It has been a quiet week so far as Britain mourned the passing of its monarch, Queen Elizabeth II, however later this morning the UK will see whether the Confederation of British Industry’s (CBI) ‘s order book meets expectations of a decline. The UK’s industrial output is expected to fall for a second time to -15 in today’s data, following a fall to -7 in the previous release . The CBI’s lead economist Alpesh Paleja said “its not surprising to see orders and activity ebb away as we move through the year” due to high input costs and the current economic downturn.
The Bank of England’s interest rate decision will be one to watch tomorrow, as after 6 consecutive rate hikes (and with the last pushing borrowing costs to the highest Britain has seen in 13 years) the BoE are expected to raise rates again during tomorrow’s lunch time meeting.
EUR: Putin’s escalation of Ukraine war sees euro weaken
The euro remained largely unchanged against sterling over the course of the week but has weakened this morning following Putin’s escalation of the current war in Ukraine.

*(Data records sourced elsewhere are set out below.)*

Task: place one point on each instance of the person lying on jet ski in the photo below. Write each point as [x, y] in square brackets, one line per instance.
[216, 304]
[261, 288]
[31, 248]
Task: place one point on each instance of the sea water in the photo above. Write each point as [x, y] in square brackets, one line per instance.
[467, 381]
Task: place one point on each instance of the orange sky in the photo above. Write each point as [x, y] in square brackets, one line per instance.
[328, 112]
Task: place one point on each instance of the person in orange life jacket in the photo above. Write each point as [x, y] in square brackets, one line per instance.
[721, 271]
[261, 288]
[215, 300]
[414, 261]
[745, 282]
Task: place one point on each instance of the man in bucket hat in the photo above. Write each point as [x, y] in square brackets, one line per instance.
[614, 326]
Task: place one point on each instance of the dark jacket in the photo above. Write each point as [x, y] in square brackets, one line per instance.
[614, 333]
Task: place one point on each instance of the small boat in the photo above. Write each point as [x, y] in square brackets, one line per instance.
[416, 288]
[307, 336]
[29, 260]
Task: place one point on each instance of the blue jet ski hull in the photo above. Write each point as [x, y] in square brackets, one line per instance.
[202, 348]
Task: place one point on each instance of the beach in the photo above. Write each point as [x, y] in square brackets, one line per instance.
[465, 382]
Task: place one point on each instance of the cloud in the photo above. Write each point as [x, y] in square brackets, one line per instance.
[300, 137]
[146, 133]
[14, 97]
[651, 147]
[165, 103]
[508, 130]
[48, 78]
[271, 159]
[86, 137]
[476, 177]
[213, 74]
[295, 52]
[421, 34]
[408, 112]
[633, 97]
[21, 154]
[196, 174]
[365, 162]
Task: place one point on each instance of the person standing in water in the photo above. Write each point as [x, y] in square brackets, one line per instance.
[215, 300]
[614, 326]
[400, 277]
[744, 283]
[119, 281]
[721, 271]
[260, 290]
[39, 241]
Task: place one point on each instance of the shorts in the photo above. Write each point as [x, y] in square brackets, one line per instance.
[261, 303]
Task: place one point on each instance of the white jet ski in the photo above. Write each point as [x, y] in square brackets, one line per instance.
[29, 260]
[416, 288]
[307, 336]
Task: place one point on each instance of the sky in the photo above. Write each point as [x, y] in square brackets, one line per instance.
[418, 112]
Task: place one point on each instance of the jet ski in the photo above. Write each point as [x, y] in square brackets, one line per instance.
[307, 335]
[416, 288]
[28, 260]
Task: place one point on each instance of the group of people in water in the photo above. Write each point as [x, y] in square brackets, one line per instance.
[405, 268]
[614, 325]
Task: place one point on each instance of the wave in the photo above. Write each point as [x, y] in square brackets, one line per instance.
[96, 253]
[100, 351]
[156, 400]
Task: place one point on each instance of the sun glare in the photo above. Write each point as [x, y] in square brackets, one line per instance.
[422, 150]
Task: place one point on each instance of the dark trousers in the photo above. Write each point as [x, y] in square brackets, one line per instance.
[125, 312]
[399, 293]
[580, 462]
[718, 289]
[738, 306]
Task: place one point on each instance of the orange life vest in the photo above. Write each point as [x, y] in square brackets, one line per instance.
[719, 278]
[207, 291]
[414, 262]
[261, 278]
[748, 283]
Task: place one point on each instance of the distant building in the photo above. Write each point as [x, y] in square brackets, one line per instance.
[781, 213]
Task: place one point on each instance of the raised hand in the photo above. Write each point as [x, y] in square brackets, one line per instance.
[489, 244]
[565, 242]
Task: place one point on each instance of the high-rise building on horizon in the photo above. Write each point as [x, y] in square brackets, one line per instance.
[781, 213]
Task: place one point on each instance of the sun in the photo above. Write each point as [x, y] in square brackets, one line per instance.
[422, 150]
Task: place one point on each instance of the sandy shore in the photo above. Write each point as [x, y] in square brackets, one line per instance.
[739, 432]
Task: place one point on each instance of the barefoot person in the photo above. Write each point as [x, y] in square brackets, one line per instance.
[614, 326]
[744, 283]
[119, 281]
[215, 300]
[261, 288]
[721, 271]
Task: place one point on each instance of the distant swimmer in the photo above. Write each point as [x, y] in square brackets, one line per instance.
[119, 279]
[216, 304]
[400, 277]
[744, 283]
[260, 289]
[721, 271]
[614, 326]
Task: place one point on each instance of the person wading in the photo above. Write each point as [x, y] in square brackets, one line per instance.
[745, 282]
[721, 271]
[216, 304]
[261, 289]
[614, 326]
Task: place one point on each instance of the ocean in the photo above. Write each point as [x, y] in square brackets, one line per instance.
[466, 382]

The euro has also weakened against the dollar as investors now turn to the dollar as a ‘save-haven’ currency.
There are no major data releases from the eurozone today but tomorrow we will see data from the European Central Bank’s general council meeting, as well as the economic bulletin.
Eurozone data releases pick up again on Friday, with GDP from Spain and the Netherlands, as well as both France, Germany and eurozone PMI.

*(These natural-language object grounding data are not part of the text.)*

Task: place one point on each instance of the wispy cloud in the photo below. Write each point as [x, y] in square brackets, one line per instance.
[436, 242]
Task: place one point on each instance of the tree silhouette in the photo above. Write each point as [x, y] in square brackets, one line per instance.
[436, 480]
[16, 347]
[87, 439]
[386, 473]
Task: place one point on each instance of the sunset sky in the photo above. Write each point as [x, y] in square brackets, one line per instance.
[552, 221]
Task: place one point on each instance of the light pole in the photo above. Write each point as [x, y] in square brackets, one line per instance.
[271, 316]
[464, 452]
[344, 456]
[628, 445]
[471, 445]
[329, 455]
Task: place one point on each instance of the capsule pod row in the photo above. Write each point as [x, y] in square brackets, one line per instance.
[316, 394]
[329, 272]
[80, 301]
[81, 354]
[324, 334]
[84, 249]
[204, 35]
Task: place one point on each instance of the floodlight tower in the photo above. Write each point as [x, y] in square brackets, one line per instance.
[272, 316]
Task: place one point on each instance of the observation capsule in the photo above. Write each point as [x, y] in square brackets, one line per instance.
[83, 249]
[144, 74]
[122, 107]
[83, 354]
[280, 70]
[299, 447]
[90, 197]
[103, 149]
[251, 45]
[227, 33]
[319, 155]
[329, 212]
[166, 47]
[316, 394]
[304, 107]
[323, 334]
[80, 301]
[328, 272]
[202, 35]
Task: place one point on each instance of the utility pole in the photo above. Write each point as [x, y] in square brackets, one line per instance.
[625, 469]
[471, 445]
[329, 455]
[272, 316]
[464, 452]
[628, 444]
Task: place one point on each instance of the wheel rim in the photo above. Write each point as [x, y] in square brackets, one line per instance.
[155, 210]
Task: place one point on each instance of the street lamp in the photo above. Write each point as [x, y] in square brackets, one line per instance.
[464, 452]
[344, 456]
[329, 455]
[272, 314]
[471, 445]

USD: Markets wait for the Fed’s latest interest decision
The dollar has strengthened against the euro this morning following Putin’s escalation of the war in Ukraine, with a partial mobilisation. The single currency has also strengthened against sterling.
Lots of interesting data from the US today. As well as the Fed’s interest rate decision at 7pm (UK time), other key releases include existing home sales, FOMC economic projections and the Fed’s press conference.
Existing home sales for August will be announced at 3pm. In the previous data, sales in the US declined 5.9% to a seasonally adjusted rate of 4.81 million. This was the sixth consecutive monthly decline, following the mortgage rate hitting 6% in early June. Markets are pricing in a seventh consecutive fall as sales are predicted to drop to 4.7 million in the upcoming economic data.